Response to duloxetine in chronic low back pain: exploratory post hoc analysis of a Japanese Phase III randomized study

Toshinaga Tsuji, Naohiro Itoh, Mitsuhiro Ishida, Toshimitsu Ochiai, Shinichi Konno, Toshinaga Tsuji, Naohiro Itoh, Mitsuhiro Ishida, Toshimitsu Ochiai, Shinichi Konno

Abstract

Purpose: Duloxetine is efficacious for chronic low back pain (CLBP).
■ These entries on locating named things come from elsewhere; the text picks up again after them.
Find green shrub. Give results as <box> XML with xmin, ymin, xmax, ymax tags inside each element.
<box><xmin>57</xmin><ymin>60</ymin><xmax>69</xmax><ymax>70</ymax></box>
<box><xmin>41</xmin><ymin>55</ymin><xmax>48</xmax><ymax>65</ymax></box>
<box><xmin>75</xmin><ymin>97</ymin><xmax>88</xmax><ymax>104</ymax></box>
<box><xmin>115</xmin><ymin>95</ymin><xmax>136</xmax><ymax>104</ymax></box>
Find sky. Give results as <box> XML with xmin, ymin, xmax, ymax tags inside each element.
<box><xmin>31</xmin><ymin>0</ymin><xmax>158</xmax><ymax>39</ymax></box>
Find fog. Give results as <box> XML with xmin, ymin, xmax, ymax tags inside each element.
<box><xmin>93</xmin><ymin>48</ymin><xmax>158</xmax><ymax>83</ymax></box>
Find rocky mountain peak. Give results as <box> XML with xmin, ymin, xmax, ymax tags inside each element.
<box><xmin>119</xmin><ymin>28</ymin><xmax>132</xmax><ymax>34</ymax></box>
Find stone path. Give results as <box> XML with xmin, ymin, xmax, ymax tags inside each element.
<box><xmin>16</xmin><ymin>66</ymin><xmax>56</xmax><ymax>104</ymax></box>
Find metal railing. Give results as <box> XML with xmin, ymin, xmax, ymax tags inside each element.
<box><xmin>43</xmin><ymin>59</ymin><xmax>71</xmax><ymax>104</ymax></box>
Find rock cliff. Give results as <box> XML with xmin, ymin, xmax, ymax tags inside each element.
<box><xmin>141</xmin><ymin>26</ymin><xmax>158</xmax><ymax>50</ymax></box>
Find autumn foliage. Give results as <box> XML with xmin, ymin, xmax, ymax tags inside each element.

This post hoc analysis of a Japanese randomized, placebo-controlled trial (ClinicalTrials.gov, NCT01855919) assessed whether patients with CLBP with early pain reduction or treatment-related adverse events of special interest (TR-AESIs; nausea, somnolence, constipation) have enhanced responses to duloxetine.

Patients and methods: Patients (N = 456) with CLBP for ≥6 months and Brief Pain Inventory (BPI) average pain severity score of ≥4 were randomized (1:1) to duloxetine 60 mg/day or placebo for 14 weeks. Primary outcome was change from baseline in BPI average pain severity score (pain reduction). Subgroup analyses included early pain reduction (≥30%, 10%-30%, or <10% at Week 4) and early TR-AESIs (with or without TR-AESIs by Week 2). Measures included changes from baseline in BPI average pain severity score and BPI Interference scores (quality of life; QOL), and response rate (≥30% or ≥50% pain reduction at Week 14).

Results: Patients with ≥30% early pain reduction (n = 108) or early TR-AESIs (n = 50) had significantly greater improvements in pain and QOL than placebo-treated patients (n = 226), whereas patients with 10%-30% (n = 63) or <10% (n = 48) pain reduction did not; patients without early TR-AESIs (n = 180) had significant improvements in pain at Week 14. Response rates (≥30%/≥50% pain reduction) were 94.4%/82.4%, 66.7%/49.2%, and 25.0%/18.8% for patients with ≥30%, 10%-30%, and <10% early pain reduction, respectively, 74.0%/64.0% for patients with early TR-AESIs, 67.2%/54.4% for patients without early TR-AESIs, and 52.2%/39.4% for placebo.

Conclusion: Early pain reduction or TR-AESIs may predict which CLBP patients are most likely to respond to duloxetine with improvements in pain and QOL.

Keywords: Brief Pain Inventory; adverse events; duloxetine; low back pain; quality of life; responder.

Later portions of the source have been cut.